The Ofi Press Magazine

International Poetry and Literature from Mexico City

Poetry Review: 'Familiars' by Linda Rose Parks

‘Familiars’ by Linda Rose Parkes

Hearing Eye, 2014

60 pages

£7.50

 

Poetry Review by Bethany W. Pope

Published in The Ofi Press issue 46

 

 

 

Linda Rose Parkes’ Familiars is a dense, captivating read; a collection full of deceptions, illusions, and transformations, where what seems to exist on the surface is revealed to be, at best, a warped reflection of the real thing.  The tension (and discord) that rises up between seeming and being is a major theme in this book, and Parkes weaves the strand deftly.

 

In the serpentine, concrete poem ‘There goes my girl I whisper’, Parkes writes about male confirmation bias.
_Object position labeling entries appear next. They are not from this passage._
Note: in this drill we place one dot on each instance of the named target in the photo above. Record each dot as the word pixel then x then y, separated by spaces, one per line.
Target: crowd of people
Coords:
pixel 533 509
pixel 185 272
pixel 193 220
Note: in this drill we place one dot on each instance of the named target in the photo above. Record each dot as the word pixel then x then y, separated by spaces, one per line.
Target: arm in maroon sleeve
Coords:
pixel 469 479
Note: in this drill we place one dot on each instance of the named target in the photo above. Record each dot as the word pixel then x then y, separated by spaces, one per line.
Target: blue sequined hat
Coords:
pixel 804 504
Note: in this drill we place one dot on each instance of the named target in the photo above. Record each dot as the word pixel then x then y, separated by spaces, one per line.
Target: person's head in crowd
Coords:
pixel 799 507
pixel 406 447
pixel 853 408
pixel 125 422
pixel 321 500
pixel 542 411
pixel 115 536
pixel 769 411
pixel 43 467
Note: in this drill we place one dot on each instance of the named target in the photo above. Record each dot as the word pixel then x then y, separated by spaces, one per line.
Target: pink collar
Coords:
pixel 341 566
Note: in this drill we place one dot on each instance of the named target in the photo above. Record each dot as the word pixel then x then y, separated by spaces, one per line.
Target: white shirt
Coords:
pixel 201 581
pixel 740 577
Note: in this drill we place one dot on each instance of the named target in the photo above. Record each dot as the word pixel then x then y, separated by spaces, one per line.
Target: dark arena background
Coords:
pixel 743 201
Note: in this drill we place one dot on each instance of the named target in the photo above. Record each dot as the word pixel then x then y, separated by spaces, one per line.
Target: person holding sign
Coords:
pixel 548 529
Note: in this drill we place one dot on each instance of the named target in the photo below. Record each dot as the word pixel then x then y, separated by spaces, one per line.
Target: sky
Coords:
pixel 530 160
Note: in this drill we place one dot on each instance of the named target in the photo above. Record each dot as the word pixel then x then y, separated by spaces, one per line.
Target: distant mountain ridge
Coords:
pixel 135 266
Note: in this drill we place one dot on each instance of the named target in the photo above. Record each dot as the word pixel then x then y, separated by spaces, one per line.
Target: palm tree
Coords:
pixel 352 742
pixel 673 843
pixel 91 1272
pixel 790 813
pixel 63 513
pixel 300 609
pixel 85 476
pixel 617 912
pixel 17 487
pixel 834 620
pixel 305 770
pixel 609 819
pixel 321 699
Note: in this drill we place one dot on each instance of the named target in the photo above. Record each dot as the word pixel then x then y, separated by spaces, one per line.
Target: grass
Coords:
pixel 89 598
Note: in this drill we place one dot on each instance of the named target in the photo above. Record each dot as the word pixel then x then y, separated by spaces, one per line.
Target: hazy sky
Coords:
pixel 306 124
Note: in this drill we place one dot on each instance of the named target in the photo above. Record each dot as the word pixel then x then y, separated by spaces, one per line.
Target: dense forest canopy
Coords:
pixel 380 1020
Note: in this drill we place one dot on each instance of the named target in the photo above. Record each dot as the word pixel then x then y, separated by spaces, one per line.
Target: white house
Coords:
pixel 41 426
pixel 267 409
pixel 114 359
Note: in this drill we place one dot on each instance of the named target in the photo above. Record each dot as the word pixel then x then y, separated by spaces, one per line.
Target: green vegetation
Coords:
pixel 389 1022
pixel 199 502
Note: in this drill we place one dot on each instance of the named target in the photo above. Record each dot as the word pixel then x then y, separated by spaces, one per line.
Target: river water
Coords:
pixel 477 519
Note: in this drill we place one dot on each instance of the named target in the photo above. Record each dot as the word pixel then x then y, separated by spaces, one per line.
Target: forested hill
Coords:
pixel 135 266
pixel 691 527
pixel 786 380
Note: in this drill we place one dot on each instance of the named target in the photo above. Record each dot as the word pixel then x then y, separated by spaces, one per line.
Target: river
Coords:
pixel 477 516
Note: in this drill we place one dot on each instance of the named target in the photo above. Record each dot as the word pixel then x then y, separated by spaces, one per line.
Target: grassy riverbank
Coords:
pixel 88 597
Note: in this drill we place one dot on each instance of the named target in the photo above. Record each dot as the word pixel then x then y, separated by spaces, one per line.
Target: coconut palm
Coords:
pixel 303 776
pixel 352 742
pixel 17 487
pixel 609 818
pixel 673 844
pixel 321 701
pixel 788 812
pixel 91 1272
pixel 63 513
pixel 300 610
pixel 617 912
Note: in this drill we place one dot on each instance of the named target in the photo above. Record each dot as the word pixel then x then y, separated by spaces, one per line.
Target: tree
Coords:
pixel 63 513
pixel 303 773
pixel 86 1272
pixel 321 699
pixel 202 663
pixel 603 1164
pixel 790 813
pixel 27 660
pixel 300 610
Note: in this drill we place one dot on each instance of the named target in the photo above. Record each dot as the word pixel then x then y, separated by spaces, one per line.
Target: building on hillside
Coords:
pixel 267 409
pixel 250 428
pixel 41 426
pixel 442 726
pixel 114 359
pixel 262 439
Her father sees a symbol of his own phallic power in the body of a snake that he startles by the path:

 

my

father

stood

flattered

in his male-

ness at the

sight of an undulating

body slithering across

our shadows in the grass

 

He tells the girl not to worry, explaining to her that the snake has no venom. What he doesn't know, because he hasn't observed the serpent nearly so closely as his daughter, is that the snake is a female:

 

I know the

snake was

female the

male thinner

and shorter

 

Her father’s tendency to see only what he wants to see is also the central theme in ‘New Nanny’. In this poem an act of child abuse goes unnoticed because the father is paying closer attention to his employee’s other assets than he does to her care of his children:

 

When the younger child

was packed off to sleep

with her four-year-old hands

 

tied behind her back

for chewing her nails,

 

her father downstairs

was pouring a gin

and preening himself

 

on hiring this blonde

who was smart, lean

and tricksy in bed —

 

so tricksy he made his girls

call her mummy.

 

To the father in this poem, children are the business of women, and women are the business of men. This is an illustration of the mediaeval, God-ordained Great Chain of Being gone horribly wrong. He isn't looking for a nanny; being grown, he doesn't need one, and his needs are all that matters to him. As long as the children are quiet, that’s all that matters. He’s looking for a body to fill a role and he doesn’t really care if the body is capable of it:

 

He never went up,

he left it all to mummy —

 

There are some positive males in Familiars. In The nourishment we need’ a pair of lovers describe their interlocking dreams. The poem is presented as twin loose sonnets; an appropriate form for a mirror-poem about lovers cleaving together in the midst of destruction. In both dreams, the lovers are seeking out nourishment in a desolate place. The man describes hunger in a dying land:

 

Last night, he said, I dreamed we woke craving bread

fresh from the oven; stole in our nightclothes up the hill,

along the path whose banks once flowered

with campion and wild strawberries, engulfed now

with hogweed, nettle;

 

The woman is seeking something similar:

 

In my dream, she said, we crossed the bluebell woods

all bulldozed over. Where orchids once bloomed

we followed our yearning, fertile yeast rising

in the dark where moths fly in and out

of the silence between our sleeping heads.

 

In the end, they find their melancholic food. For each it is the scent of the other, the fact of the other, and although it cannot fill them up forever, it’s good enough to last until they wake.

 

It was interesting to watch Parkes play with form, though she does so infrequently. ‘There goes my girl I whisper’ perfectly captured the shifting, sinuous, shed-skin spirit of the poem in its shape. ‘The nourishment we need’ used the twist-ended sonnet to describe a beautiful and complicated side-effect of love. It’s rare for a writer (or a reader) to understand what form is for — that doesn't exist as merely a means of showing off or a challenge for the writer; it’s meant to add another layer of meaning to the work. The sonnet speaks of love; the concrete poem makes the word flesh. They contribute to the larger impact of the pieces as a whole.

 

This book is dark and scintillating, rich with life and dense with mingled rage and longing. It’s a book that the reader can eat in one setting or ration out over the course of a week. Parkes strengths revolve around images; the eye of a bull, the mouth of a dog. Her weaknesses emerge when her text devolves into telling, but thankfully these lapses are very rare indeed.